Over the past thirty years, the complexity of the αβ-T cell compartment has been enriched by the identification of innate-like T cells (ITCs), which are composed mainly of invariant natural killer T (iNKT) cells and mucosal-associated invariant T (MAIT) cells. Based on animal studies using ischemia-reperfusion (IR) models, a key role has been attributed to iNKT cells in close connection with the alarmin/cytokine interleukin (IL)-33, as early sensors of cell-stress in the initiation of acute sterile inflammation. Here we have investigated whether the new concept of a biological axis of circulating iNKT cells and IL-33 applies to humans, and may be extended to other ITC subsets, namely MAIT and γδ-T cells, in the acute sterile inflammation sequence occurring during liver transplant (LT). From a prospective biological collection of recipients, we reported that LT was accompanied by an early and preferential activation of iNKT cells, as attested by almost 40% of cells having acquired the expression of CD69 at the end of LT (i.e. 1-3 hours after portal reperfusion), as opposed to only 3-4% of conventional T cells. Early activation of iNKT cells was positively correlated with the systemic release of the alarmin IL-33 at graft reperfusion. Moreover, in a mouse model of hepatic IR, iNKT cells were activated in the periphery (spleen), and recruited in the liver in WT mice, as early as the first hour after reperfusion, whereas this phenomenon was virtually missing in IL-33-deficient mice. Although to a lesser degree than iNKT cells, MAIT and γδ-T cells also seemed targeted during LT, as attested by 30% and 10% of them acquiring CD69 expression, respectively. Like iNKT cells, and in clear contrast to γδ-T cells, activation of MAIT cells during LT was closely associated with both release of IL-33 immediately after graft reperfusion and severity of liver dysfunction occurring during the first three post-operative days. All in all, this study identifies iNKT and MAIT cells in connection with IL-33 as new key cellular factors and mechanisms of acute sterile inflammation in humans. Further investigations are required to confirm the implication of MAIT and iNKT cell subsets, and to precisely assess their functions, in the clinical course of sterile inflammation accompanying LT.
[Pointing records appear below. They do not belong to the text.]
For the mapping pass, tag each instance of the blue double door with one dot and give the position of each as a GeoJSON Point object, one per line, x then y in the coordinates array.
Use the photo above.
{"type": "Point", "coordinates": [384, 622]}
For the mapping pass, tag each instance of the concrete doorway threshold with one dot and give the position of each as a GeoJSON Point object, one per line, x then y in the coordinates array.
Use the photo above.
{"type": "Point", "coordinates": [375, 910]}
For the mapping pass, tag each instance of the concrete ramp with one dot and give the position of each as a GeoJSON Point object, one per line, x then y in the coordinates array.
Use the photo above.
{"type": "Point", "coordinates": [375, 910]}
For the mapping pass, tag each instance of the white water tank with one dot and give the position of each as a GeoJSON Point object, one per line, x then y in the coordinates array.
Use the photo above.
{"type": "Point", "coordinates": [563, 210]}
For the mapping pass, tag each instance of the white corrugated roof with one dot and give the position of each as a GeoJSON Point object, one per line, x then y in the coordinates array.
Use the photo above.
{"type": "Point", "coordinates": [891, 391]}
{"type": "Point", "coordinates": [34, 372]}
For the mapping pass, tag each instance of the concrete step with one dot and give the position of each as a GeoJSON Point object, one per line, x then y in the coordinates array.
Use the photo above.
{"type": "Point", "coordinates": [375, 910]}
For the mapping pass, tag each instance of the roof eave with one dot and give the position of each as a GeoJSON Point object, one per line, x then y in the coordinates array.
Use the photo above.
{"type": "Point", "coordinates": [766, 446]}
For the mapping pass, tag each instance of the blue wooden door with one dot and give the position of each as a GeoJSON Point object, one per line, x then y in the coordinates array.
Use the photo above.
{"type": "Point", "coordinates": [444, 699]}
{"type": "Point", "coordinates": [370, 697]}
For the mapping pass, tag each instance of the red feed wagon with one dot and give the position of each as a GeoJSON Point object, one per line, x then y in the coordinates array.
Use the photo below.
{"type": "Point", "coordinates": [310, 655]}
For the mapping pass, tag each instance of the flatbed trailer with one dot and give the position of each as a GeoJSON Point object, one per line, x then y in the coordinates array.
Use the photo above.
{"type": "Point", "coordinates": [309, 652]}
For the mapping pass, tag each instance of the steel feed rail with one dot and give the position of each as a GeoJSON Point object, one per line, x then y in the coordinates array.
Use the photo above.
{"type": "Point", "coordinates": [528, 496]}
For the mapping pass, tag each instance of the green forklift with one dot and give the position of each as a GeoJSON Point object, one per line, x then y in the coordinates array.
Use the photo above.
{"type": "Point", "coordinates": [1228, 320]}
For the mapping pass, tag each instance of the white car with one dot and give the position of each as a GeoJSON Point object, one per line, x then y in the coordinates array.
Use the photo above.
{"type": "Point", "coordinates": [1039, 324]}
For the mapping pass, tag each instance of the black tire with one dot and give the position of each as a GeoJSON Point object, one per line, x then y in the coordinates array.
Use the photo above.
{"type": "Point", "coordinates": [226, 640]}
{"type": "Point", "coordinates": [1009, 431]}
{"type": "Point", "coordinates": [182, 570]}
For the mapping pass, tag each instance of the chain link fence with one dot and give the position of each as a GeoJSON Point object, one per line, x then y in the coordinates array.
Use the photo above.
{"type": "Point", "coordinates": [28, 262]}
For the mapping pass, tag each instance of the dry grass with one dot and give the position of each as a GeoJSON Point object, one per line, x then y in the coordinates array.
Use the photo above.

在过去的三十年中,通过鉴定先天样 T 细胞(ITC),αβ-T 细胞区室的复杂性得到了丰富,这些细胞主要由不变自然杀伤 T(iNKT)细胞和黏膜相关不变 T(MAIT)细胞组成。基于使用缺血再灌注(IR)模型的动物研究,iNKT 细胞在与警报素/细胞因子白细胞介素(IL)-33 的紧密联系中被赋予了关键作用,作为急性无菌性炎症起始时细胞应激的早期传感器。在这里,我们研究了循环 iNKT 细胞和 IL-33 的新生物学轴的概念是否适用于人类,并可能扩展到其他 ITC 亚群,即 MAIT 和 γδ-T 细胞,在发生肝移植(LT)期间的急性无菌性炎症序列中。从受者的前瞻性生物学采集中,我们报告说 LT 伴随着 iNKT 细胞的早期和优先激活,这证明了几乎 40%的细胞在 LT 结束时(即门静脉再灌注后 1-3 小时)获得了 CD69 的表达,而只有 3-4%的常规 T 细胞。iNKT 细胞的早期激活与移植物再灌注时警报素 IL-33 的全身释放呈正相关。此外,在肝 IR 的小鼠模型中,iNKT 细胞在脾脏等外周组织中被激活,并在 WT 小鼠中在再灌注后第一小时就招募到肝脏中,而在 IL-33 缺陷型小鼠中几乎没有这种现象。尽管程度低于 iNKT 细胞,但 MAIT 和 γδ-T 细胞在 LT 期间也似乎受到靶向,这证明它们分别有 30%和 10%获得了 CD69 的表达。与 iNKT 细胞一样,并且与 γδ-T 细胞形成鲜明对比,MAIT 细胞在 LT 期间的激活与移植物再灌注后立即释放 IL-33 以及术后前三天发生的肝功能障碍严重程度密切相关。总而言之,这项研究确定了与 IL-33 相关的 iNKT 和 MAIT 细胞作为人类急性无菌性炎症的新关键细胞因子和机制。需要进一步的研究来确认 MAIT 和 iNKT 细胞亚群的作用,并准确评估它们在伴随 LT 的无菌性炎症的临床过程中的作用。